Dynorphin A is an endogenous opioid peptide, which has previously been shown to produce a long-lasting allodynia and hyperalgesia in mice, behavioral states consistent with signs of clinically observed neuropathic pain. This dynorphin-induced allodynia was used as a pharmacological, central model of neuropathic pain. In this study, we examined the involvement of the cytokine IL-1β, the transcription factor nuclear factor kappa B (NF-κB), and de novo protein synthesis in the development of allodynia induced by intrathecal (i.t.) administration of dynorphin in male ICR mice.
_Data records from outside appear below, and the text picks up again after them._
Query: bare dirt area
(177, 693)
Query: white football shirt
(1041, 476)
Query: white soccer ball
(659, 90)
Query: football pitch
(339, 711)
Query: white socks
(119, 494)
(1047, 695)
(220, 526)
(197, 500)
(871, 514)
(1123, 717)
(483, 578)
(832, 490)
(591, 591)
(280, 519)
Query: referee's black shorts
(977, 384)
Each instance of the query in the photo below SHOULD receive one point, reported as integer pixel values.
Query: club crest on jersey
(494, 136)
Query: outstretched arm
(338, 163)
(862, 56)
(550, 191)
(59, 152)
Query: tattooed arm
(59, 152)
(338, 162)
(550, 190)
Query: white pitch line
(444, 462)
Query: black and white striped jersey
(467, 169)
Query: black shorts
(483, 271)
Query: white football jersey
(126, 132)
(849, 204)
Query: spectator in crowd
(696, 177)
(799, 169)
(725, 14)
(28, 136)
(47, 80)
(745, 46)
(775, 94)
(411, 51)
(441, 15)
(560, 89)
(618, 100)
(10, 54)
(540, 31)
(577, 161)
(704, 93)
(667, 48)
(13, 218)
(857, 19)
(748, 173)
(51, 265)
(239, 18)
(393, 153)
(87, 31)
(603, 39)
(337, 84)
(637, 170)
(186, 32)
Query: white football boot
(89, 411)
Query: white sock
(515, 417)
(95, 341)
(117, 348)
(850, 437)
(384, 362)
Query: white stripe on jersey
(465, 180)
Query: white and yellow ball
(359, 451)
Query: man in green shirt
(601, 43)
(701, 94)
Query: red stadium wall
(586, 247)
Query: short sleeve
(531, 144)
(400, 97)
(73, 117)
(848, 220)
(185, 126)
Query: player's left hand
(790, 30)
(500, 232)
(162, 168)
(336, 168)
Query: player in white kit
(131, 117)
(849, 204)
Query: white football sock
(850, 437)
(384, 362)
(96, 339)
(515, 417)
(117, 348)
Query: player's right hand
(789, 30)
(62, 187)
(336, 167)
Pretreatment with the protein synthesis inhibitor cycloheximide (0.3–85nmol), the NF-κB inhibitor pyrrolidinedithiocarbamate (PDTC) (0.001–1000pmol), the IL-1 receptor antagonist (IL-1ra) protein (0.01–100ng), the caspase-1 inhibitor (YVAD) (0.1–300pmol), and the anti-inflammatory cytokine IL-10 (0.1–300ng) all dose-dependently reduced the induction of dynorphin-induced allodynia. Finally, IL-10 administered within the first 24h after the dynorphin insult prevented the development of chronic allodynia. These results demonstrate that the anti-inflammatory cytokines IL-10 and IL-1ra impede the development of dynorphin-induced allodynia. These results also suggest that production of new proteins through NF-κB activation is required for the induction of allodynia. We speculate that IL-1ra, IL-10, PDTC and cycloheximide interfere with the central pro-inflammatory cascade. Modulation of cytokine activity in the spinal cord may therefore prove to be an effective therapeutic strategy for the treatment of chronic pain.